In diesem Sinne ist das Leben wie die Musik und die Musik ist wie das Leben, es gibt das Einatmen und das Ausatmen, die Spannung und die Entspannung - und bereits diese an sich relativ einfachen Dinge haben bereits ein erhebliches Potential. Ein Mensch, der ist wie Aristoteless, der sammelt und ordnet, kann dieses ewig weitermachen ohne jemals zum Ende zu kommen. Doch für die Resignierten unter uns, für die depressiv Verstimmten und die Gebrochenen ist es oft sehr schwer, sich überhaupt erst mal in Bewegung zu setzen, überhaupt mal eine Entscheidung zu treffen und diese in Handlung umzusetzen. Das sind natürlich all die anderen und nie wir selbst. Nutzen wir ein kleines 'Brainstorming' um uns die ersten Schritte zu erleichtern, lassen die eigenen Gedanken einmal frei schweifen und stellen den eigenen inneren Zensor in die Ecke, wo er bleiben kann. Wer weiß schon, was auftaucht, wenn wir unser Phantasie ins Spiel bringen und wenn wir uns an unsere Wünsche und Ideen erinnern, die wir hatten, bevor wir Helmut Schmidt zustimmten, als dieser sagte, wer Visonen habe, solle zum Arzt gehen.

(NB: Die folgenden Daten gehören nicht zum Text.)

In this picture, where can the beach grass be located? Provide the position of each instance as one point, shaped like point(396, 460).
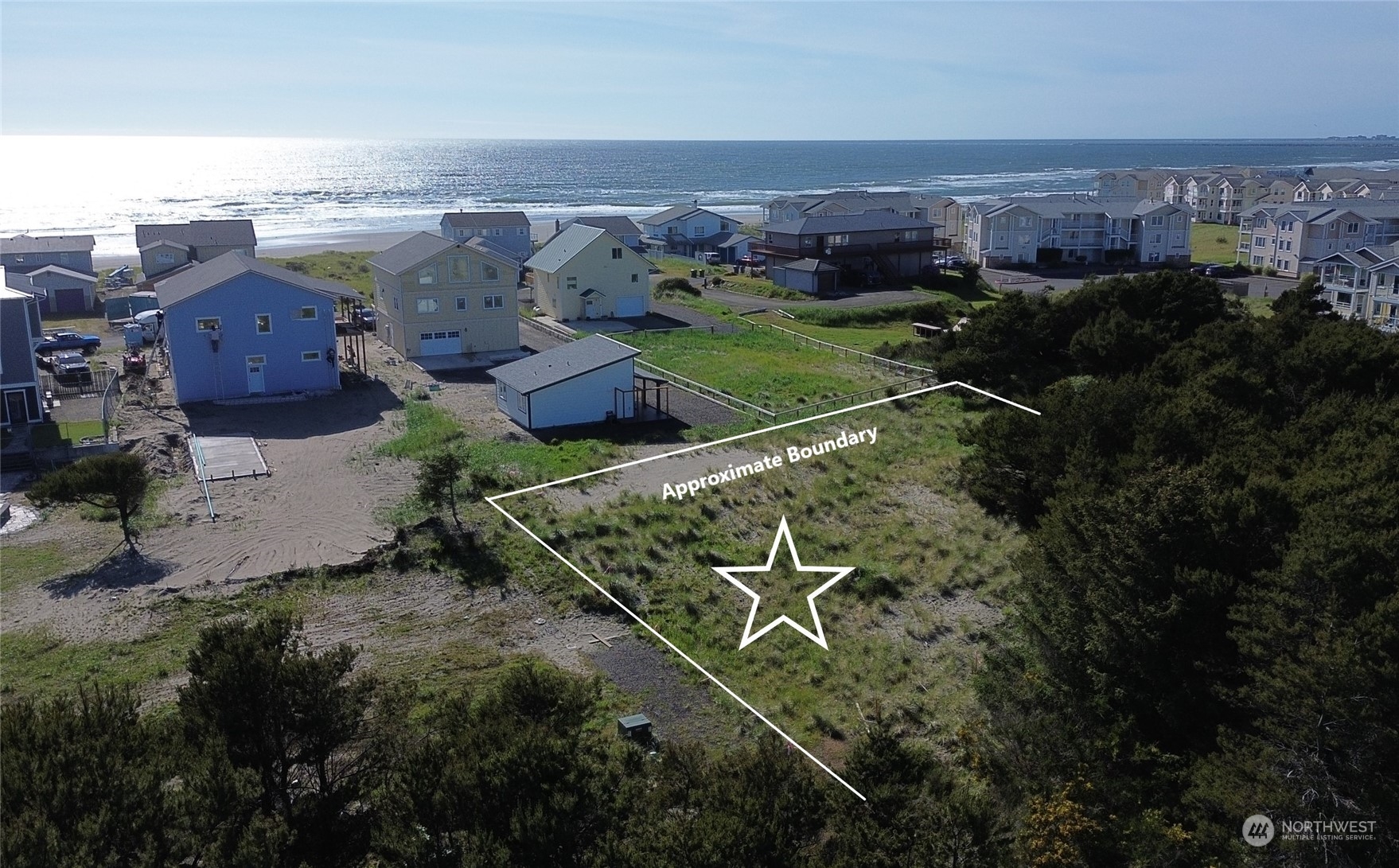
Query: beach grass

Ich erinnere mich gerne an so manche die Schönheit des Lebens und ich bin überzeugt, dass wir alle mehr Möglichkeiten haben, als wir im Stimmungstief realisieren. Denn jeder einzelne von uns hat ein unglaubliches Potential und jeder kann sein eigene Leben gestalten. Wir sind weit weniger abhängig, als wir glauben. Wer ein Drama schreiben möchte, kann das komponieren, doch ob wir unser eigenes Leben nur noch dramatisieren möchten, entscheidet letztlich jeder einzelne für sich selbst. Wir können immer wieder vor die Wand laufen, wir können aber auch Wände niederreißen, wie in The Wall von Pink Floyd. Wenn wir uns daran erinnern, worauf es ankommt und wir unser Leben wieder in die eigene Hand nehmen, können wir es nach unseren Wünschen und Vorstellungen gestalten. Wer sollte uns davon abhalten, wenn nicht wir selbst? 'Lust for Life' sang Iggy Pop - warum auch nicht? Wenn wir uns von unseren Ängsten führen lassen und den eigenen Diktator spielen, der sich selbst in Schach hält, aus der bloßen Angst heraus, was wohl aus einem wird, wenn die Erkenntnis unserer selbst die Macht der eigenen Denkroutinen kollaboriert. Wer sein Leben auf Angst aufbaut, sein Leben aus Angst nicht lebt, ist wie einer, der sich selbst einmauert. Nur weil man dem Leben nicht traut, ist es noch lange kein Gefängnis, es sei denn wir machen es draus. Angst und Dummheit haben einen hohen Stellenwert für das Leid, dass jemand hat und die Tendenz zur Vermeidung eigener Entscheidungen ist es doch letztlich, die zu solchen Zuständen führt, die der Soziologe Simmel seinerzeit als anomische Zustände beschrieb.